IBM webMethods Hybrid Integration

IBM webMethods Hybrid Integration

Join this online group to communicate across IBM product users and experts by sharing advice and best practices with peers and staying up to date regarding product enhancements.

 View Only
Expand all | Collapse all

Pub.string:tokenize to ignore commas between data fields

  • 1.  Pub.string:tokenize to ignore commas between data fields

    Posted Wed December 29, 2021 03:22 AM

    Hi All,

    I’m using tokenize to separate values in a string list, but a value in the list is having comma which needs to be ignored. Example - suppose we have a list a,b,c,d,e,f . I want ‘c,d’ treated as a single field.
    So the output should be -
    a
    b
    c,d
    e
    f

    Instead of
    a
    b
    c
    d
    e
    f

    Kindly help!!!


    #webMethods
    #B2B-Integration
    #webMethods-io-B2B


  • 2.  RE: Pub.string:tokenize to ignore commas between data fields

    Posted Wed December 29, 2021 11:36 AM

    This is not a direct answer.
    The pub.string:tokenize accepts three inputs : a input string, a delimiter and a boolean option whether to use regular expressions. The delimiter in your case is a comma , the requirement is a little tricky because “c,d” are separated by the delimiter.
    There are many alternatives to achieve this by using different sets of services
    E.g,

    • You can first replace all but one occurrence of the comma and change the input to a;b;c,d;e;f and then use tokenize.
    • You can use substring function to split the string and use a concat with the input string e,f etc.

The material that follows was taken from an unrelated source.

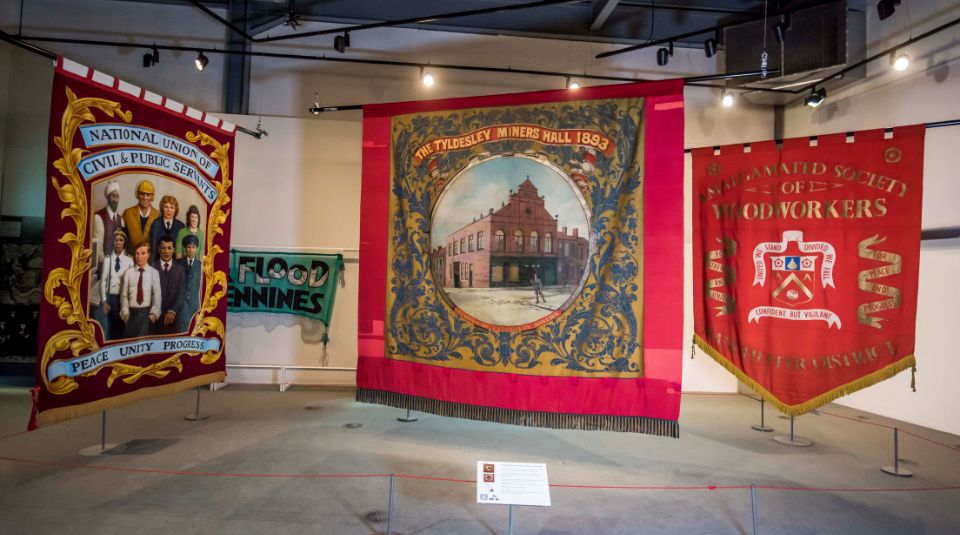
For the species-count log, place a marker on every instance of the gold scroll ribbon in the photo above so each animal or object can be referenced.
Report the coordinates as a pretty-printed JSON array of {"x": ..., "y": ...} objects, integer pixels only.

    The implementation would largely depend on your scenario/ input data and there may be need for preprocessing the data as well.

    Can you shed more light on the input data itself , are there specific scenarios where you would want to ignore the delimiter for any reason?

    -NP


    #B2B-Integration
    #webMethods-io-B2B
    #webMethods


  • 3.  RE: Pub.string:tokenize to ignore commas between data fields

    Posted Wed January 05, 2022 10:52 AM

    I’m not aware of any parser on the planet that would be able to directly do what you describe. How would a parser know that “c,d” is to be treated differently from the others?

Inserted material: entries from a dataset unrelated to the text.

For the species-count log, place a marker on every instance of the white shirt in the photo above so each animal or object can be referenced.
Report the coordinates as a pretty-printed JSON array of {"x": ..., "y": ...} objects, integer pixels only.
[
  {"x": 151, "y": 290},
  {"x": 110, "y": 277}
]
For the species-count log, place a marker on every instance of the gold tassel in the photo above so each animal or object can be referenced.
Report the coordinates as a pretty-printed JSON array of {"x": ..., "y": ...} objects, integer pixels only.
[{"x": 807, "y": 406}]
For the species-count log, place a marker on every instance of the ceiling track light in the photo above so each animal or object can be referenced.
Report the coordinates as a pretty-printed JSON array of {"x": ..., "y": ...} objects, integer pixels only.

    If you’re trying to perform flat-file processing of a single record, the the flat-file services will do what you want BUT the data would need to look like this:

    a,b,“c,d”,e,f

    The quotes tell the parser to not treat delimiters as delimiters. You can refer to these for additional information about delimited data parsing and how to support delimiters in the data.

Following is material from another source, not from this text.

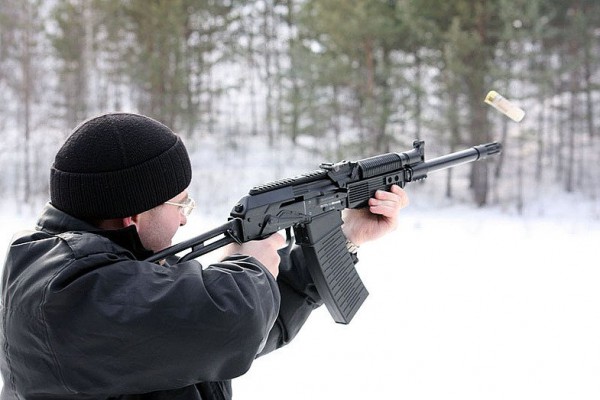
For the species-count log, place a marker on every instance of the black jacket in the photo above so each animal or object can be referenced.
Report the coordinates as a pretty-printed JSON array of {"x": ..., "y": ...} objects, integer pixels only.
[{"x": 83, "y": 318}]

    The flat file services documentation describes how to properly escape delimiters and supports doing so both for creating and parsing delimited data.

    Keep in mind most people/vendors tend to forget there are 2 delimiters in a file – the field delimiter (comma, tab, etc.) and the record delimiter (carriage return or line feed or both or something else). The techniques describe how to support any of these in the data without resorting to search and replace (which is error prone) or other manipulation.

    On another note, be aware of the specific behaviors of tokenize which uses java.util.StringTokenizer.The tokenize service has behaviors that more often than not are not expected nor desired. E.g. it collapses consecutive delimiters into one. For this reason, we created a service that uses java.String.split instead.


    #webMethods
    #webMethods-io-B2B
    #B2B-Integration